FLT3 mutations are the most common mutations seen in newly diagnosed acute myeloid leukemia, and the most common FLT3 mutation, internal tandem duplication, unfortunately portends a poor prognosis for patients with acute myeloid leukemia.
The RATIFY trial demonstrated that adding midostaurin to standard induction therapy improves survival in patients with AML who have FLT3 mutations...
FLT3 mutations are the most common mutations seen in newly diagnosed acute myeloid leukemia, and the most common FLT3 mutation, internal tandem duplication, unfortunately portends a poor prognosis for patients with acute myeloid leukemia.
The RATIFY trial demonstrated that adding midostaurin to standard induction therapy improves survival in patients with AML who have FLT3 mutations. However, we all know that midostaurin is not a very specific or potent FLT3 inhibitor. There are newer generation FLT3 inhibitors and one of them is gilteritinib. And gilteritinib has been approved for use in patients with relapsed and refractory FLT3 AML because it improves survival in that patient population. So we wanted to ask the question of whether using gilteritinib rather than midostaurin in patients with newly diagnosed AML with FLT3 mutations would improve the outcomes, given that it is a more potent and stronger and more specific FLT3 inhibitor.
So we chose to ask investigators to send for central analysis marrows on any patient in whom they suspected acute myeloid leukemia. Centrally, we did FLT3 mutation testing and NPM1 mutation testing, and patients who had a FLT3 mutation were then chosen to be on trial and randomized to either receive standard chemotherapy with daunorubicin, cytarabine, and midostaurin, or standard chemotherapy with daunorubicin and cytarabine and gilteritinib.

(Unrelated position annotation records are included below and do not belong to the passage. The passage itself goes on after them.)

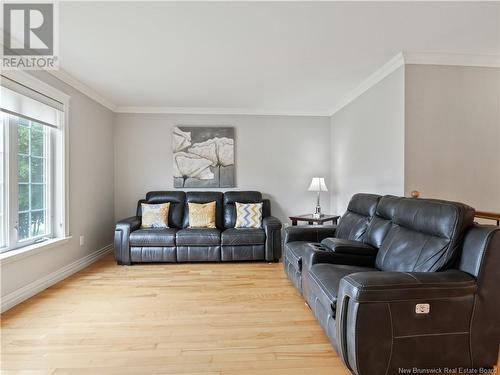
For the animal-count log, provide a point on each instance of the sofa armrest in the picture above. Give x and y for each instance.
(341, 246)
(382, 313)
(272, 226)
(123, 229)
(309, 233)
(393, 286)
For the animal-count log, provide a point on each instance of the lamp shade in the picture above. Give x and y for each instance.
(318, 184)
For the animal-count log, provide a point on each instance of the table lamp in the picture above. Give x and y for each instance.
(318, 184)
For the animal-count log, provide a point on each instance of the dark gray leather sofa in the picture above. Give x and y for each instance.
(179, 243)
(370, 281)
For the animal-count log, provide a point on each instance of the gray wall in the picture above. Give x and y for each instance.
(91, 189)
(367, 143)
(452, 147)
(277, 155)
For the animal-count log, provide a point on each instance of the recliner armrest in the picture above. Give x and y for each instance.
(312, 233)
(271, 223)
(341, 246)
(393, 286)
(123, 229)
(381, 313)
(272, 226)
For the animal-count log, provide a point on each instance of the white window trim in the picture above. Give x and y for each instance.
(26, 251)
(47, 90)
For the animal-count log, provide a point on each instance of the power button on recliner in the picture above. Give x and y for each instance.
(422, 308)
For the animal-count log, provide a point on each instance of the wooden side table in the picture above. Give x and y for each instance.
(311, 220)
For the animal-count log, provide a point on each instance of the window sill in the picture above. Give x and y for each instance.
(14, 255)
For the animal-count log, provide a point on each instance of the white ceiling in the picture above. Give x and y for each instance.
(261, 56)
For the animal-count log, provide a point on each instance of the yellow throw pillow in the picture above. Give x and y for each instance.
(155, 215)
(201, 215)
(248, 215)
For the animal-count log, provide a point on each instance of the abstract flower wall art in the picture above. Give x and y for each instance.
(203, 157)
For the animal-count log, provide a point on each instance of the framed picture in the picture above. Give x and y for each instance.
(203, 157)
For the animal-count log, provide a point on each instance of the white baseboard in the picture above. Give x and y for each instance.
(35, 287)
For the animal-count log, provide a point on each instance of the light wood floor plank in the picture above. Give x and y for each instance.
(210, 319)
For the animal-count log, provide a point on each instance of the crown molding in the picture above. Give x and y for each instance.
(389, 67)
(417, 58)
(83, 88)
(453, 59)
(218, 111)
(401, 59)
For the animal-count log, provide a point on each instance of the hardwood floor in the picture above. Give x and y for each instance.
(218, 318)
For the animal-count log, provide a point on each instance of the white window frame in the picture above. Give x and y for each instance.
(58, 165)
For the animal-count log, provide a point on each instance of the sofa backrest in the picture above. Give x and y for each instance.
(204, 197)
(354, 223)
(425, 236)
(381, 222)
(176, 200)
(230, 199)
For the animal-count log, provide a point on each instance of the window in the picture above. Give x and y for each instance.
(32, 167)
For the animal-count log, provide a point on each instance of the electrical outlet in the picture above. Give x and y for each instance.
(422, 308)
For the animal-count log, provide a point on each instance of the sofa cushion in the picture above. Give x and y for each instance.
(354, 222)
(243, 236)
(204, 197)
(198, 237)
(341, 246)
(230, 199)
(426, 235)
(176, 209)
(153, 237)
(324, 280)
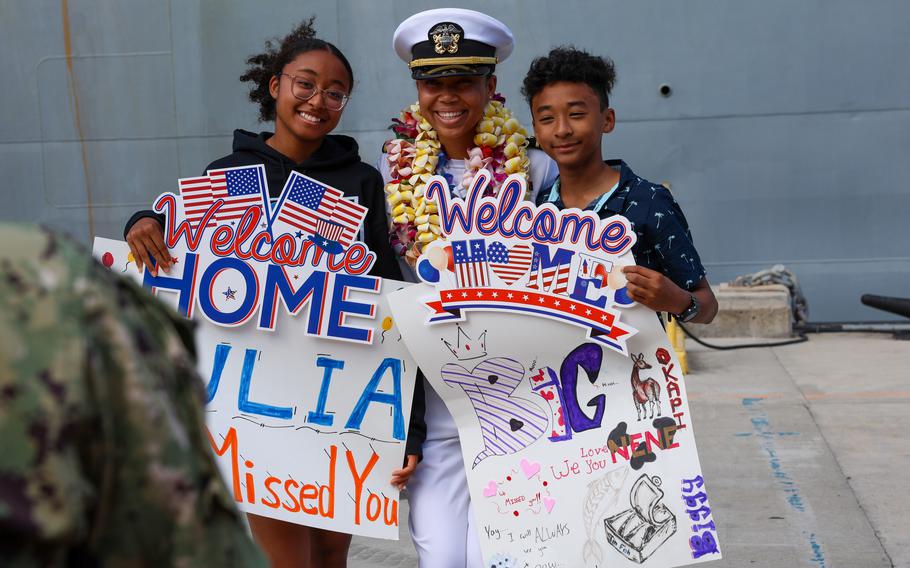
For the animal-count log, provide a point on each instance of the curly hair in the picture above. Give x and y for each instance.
(566, 63)
(278, 53)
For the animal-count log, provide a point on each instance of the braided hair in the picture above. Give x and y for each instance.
(278, 53)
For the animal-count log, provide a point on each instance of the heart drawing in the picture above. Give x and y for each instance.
(530, 468)
(508, 423)
(509, 264)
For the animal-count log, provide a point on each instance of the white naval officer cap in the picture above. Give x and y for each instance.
(452, 42)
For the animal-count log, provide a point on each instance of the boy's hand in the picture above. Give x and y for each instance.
(146, 239)
(654, 290)
(400, 476)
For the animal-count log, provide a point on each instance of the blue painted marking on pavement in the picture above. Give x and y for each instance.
(762, 430)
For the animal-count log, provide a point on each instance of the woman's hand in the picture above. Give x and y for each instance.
(400, 476)
(146, 239)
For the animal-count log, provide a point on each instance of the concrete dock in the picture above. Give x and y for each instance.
(802, 450)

We initially included patients only up to the age of 65, and we later allowed patients up to the age of 70. The inhibitor, either midostaurin or gilteritinib started on day eight. We initially required that results be available from the central testing before patients could be enrolled on the trial. However, we later decided that we would allow patients to start chemotherapy as long as they receive the same agents and the same doses of daunorubicin and cytarabine and enrolled in the trial before the randomization needed to happen by day eight. So those were two of the early amendments that were made.
A total of 177 patients were enrolled in the trial. And again, half received midostaurin and the other group received gilteritinib. The primary endpoint of the trial, we decided in order to get a quick look, we wanted to see what the outcome was in terms of the likelihood of becoming FLT3 mutation negative at the time of complete remission after one course of therapy, after induction therapy, which could be one or two cycles of induction chemotherapy. So all patients were assessed again for presence of the FLT3 mutation centrally at the end of induction therapy, and that was our primary endpoint, FLT3 mutation negative complete remission, or composite complete remission.
We also had secondary endpoints, which were just the remission status itself, looking at measurable residual disease by flow cytometry, which is considered the standard way of looking at measurable residual disease in AML. And later on in the trial, when we learned more about the kinetics of FLT3 mutations and MRD, we decided to look at mutation status at the end of the first cycle of high-dose cytarabine consolidation. Patients after induction who were in a complete remission or complete remission with incomplete recovery of counts could proceed to high-dose cytarabine consolidation, again, with either gilteritinib and midostaurin, depending on what they were randomized initially, and they could also proceed to allogeneic transplant at any time once in remission. They received the TKI with consolidation therapy, they did not receive TKI after allogeneic transplant.
In this trial, we were able to demonstrate a very, very high remission rate with over 85% of patients achieving a complete remission if they received daunorubicin, cytarabine, and gilteritinib. And there was a higher number of patients achieving a composite complete remission if they received daunorubicin, gilteritinib, compared to daunorubicin, cytarabine, and midostaurin. And if we looked at flow cytometry for MRD, we similarly were able to show that more patients who received daunorubicin, cytarabine, and gilteritinib achieved a flow MRD negative remission compared to those who received daunorubicin, cytarabine, and midostaurin. However, our primary endpoint was MRD negativity by FLT3 mutation analysis, and we were not able to show an improvement by MRD analysis by FLT3 mutation for those who received gilteritinib compared to those who received midostaurin.
However, we also looked at subsequent therapies and we were able to demonstrate that more patients who received gilteritinib went on to receive consolidation therapy and more patients who received gilteritinib went on to receive allogeneic transplant, which we know is critical in the long-term care and survival of this patient population.
So really what we learned from this trial is that we can achieve very, very high remission rates with daunorubicin, cytarabine, and gilteritinib in patients up to the age of 70, and that the majority of patients who receive that regimen are able to proceed to allogeneic transplant in first remission. What we don’t know is how does that impact survival, and we also don’t know when should we really be looking at MRD negativity by mutation in order to best understand its impact on survival.